So to the present day. American and British troops leave Iraq a changed place. Its future as a sovereign secular democratic nation is uncertain; but as President Obama reminded us, the responsibility for Iraq’s security is now in their own hands. We must hope that they will be up to the challenges that face them, and that the sacrifices in blood (3,000 American and 200 British lives) and treasure ($3 trillion) made to re-establish a free Iraq, were not in vain.(13) The descendants of the great civilisation of Mesopotamia might find hope in the example of Britannia in Late Antiquity. The descendants of those Romano-Britons who witnessed the withdrawal of the legions 1,600 years ago lived through great changes, much of it violent and harsh, but in time they created a strong and vibrant nation that went on to change the world.
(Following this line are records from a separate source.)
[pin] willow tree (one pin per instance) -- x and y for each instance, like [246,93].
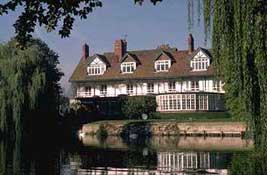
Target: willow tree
[238,30]
[29,89]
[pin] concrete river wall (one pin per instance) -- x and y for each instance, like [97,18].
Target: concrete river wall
[170,128]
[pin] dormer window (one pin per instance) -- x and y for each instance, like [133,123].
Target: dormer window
[200,62]
[128,67]
[162,65]
[97,67]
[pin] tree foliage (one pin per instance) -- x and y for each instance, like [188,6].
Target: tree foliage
[29,88]
[47,13]
[239,51]
[134,107]
[50,14]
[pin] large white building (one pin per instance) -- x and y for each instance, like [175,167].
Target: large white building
[181,80]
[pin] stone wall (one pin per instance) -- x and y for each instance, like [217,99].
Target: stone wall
[115,128]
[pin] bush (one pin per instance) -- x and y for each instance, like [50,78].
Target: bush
[102,133]
[134,107]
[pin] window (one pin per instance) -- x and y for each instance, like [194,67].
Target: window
[171,86]
[87,91]
[216,85]
[103,90]
[130,89]
[200,64]
[203,102]
[128,67]
[96,69]
[150,87]
[194,86]
[177,102]
[162,65]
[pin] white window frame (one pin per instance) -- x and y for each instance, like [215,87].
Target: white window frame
[103,89]
[172,86]
[88,90]
[177,102]
[162,65]
[129,89]
[150,87]
[194,85]
[216,85]
[200,62]
[97,67]
[128,67]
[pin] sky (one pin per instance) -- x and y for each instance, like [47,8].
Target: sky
[144,27]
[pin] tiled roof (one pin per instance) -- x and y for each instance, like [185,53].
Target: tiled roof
[180,67]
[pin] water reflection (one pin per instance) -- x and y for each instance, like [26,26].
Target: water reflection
[159,155]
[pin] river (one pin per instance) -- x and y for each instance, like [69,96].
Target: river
[114,156]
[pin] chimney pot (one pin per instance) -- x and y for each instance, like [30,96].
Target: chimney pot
[85,51]
[190,43]
[120,48]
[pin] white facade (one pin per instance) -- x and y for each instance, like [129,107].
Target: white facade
[171,96]
[188,93]
[140,89]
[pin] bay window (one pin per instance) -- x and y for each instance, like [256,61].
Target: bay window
[128,67]
[103,90]
[162,65]
[150,87]
[129,89]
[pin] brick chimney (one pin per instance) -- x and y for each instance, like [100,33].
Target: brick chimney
[85,51]
[190,41]
[120,48]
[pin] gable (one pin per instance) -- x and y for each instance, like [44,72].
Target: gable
[200,61]
[164,56]
[200,54]
[129,58]
[96,61]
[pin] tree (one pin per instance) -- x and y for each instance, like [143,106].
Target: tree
[50,14]
[29,89]
[239,42]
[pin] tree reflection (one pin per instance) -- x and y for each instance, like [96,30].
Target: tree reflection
[22,158]
[249,163]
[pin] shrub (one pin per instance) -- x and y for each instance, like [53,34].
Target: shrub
[102,133]
[134,107]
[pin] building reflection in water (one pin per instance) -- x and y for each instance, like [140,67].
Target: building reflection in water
[170,163]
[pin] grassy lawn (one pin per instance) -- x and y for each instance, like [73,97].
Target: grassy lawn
[180,117]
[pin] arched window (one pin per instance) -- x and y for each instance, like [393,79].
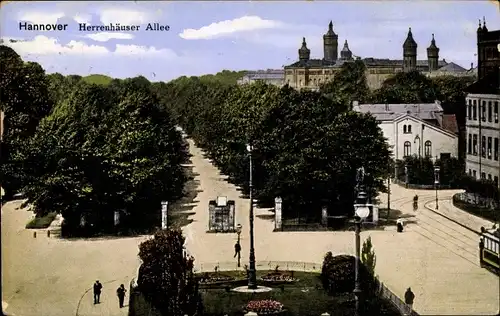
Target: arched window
[407,149]
[428,149]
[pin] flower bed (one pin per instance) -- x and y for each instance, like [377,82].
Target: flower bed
[264,307]
[215,278]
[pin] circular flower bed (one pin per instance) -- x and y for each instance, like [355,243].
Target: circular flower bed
[278,277]
[264,307]
[215,278]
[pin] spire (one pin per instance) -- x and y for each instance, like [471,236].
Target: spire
[304,52]
[410,42]
[330,32]
[346,53]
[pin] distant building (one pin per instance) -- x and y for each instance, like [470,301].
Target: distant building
[311,73]
[483,98]
[269,76]
[415,129]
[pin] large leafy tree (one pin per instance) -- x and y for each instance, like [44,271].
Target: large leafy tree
[166,275]
[104,150]
[25,100]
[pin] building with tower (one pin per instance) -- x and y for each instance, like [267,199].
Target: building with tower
[309,73]
[483,110]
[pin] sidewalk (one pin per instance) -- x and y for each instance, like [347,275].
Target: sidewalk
[447,209]
[108,303]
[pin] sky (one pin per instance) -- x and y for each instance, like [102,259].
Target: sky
[208,36]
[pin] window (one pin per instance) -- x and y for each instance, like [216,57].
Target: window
[474,144]
[490,111]
[495,149]
[483,111]
[407,149]
[469,110]
[495,110]
[428,149]
[489,147]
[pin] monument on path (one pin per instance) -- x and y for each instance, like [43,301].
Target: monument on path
[221,215]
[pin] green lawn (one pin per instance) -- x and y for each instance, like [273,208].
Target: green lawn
[41,222]
[305,297]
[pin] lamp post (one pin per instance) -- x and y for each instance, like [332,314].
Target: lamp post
[252,277]
[406,174]
[436,181]
[238,231]
[362,211]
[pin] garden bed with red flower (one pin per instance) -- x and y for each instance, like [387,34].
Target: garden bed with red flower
[265,307]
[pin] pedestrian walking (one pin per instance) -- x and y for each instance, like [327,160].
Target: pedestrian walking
[120,292]
[97,292]
[237,249]
[409,297]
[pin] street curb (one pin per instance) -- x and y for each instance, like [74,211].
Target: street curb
[450,219]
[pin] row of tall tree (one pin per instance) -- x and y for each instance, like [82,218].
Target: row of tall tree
[84,149]
[306,147]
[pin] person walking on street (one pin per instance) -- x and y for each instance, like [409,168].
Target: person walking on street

"Defence of the West: a Late Roman Command in Western Britain Re-instated" is the subject of the 2010 Annual Caerleon Lecture presented by Dr Roger White of Birmingham University. The Lecture will be held at the Junior School Hall, Endowed School,Caerleon, on Thursday 23 September 2010 at 7.00pm. Afterwards ticket-holders will be invited to drink the legion’s health with a glass of wine in the National Roman Legion Museum. Members of the Ermine Street Guard will parade the vexillum, the legionary flag. For information go to http://www.museumwales.ac.uk/en/whatson/?event_id=4542 .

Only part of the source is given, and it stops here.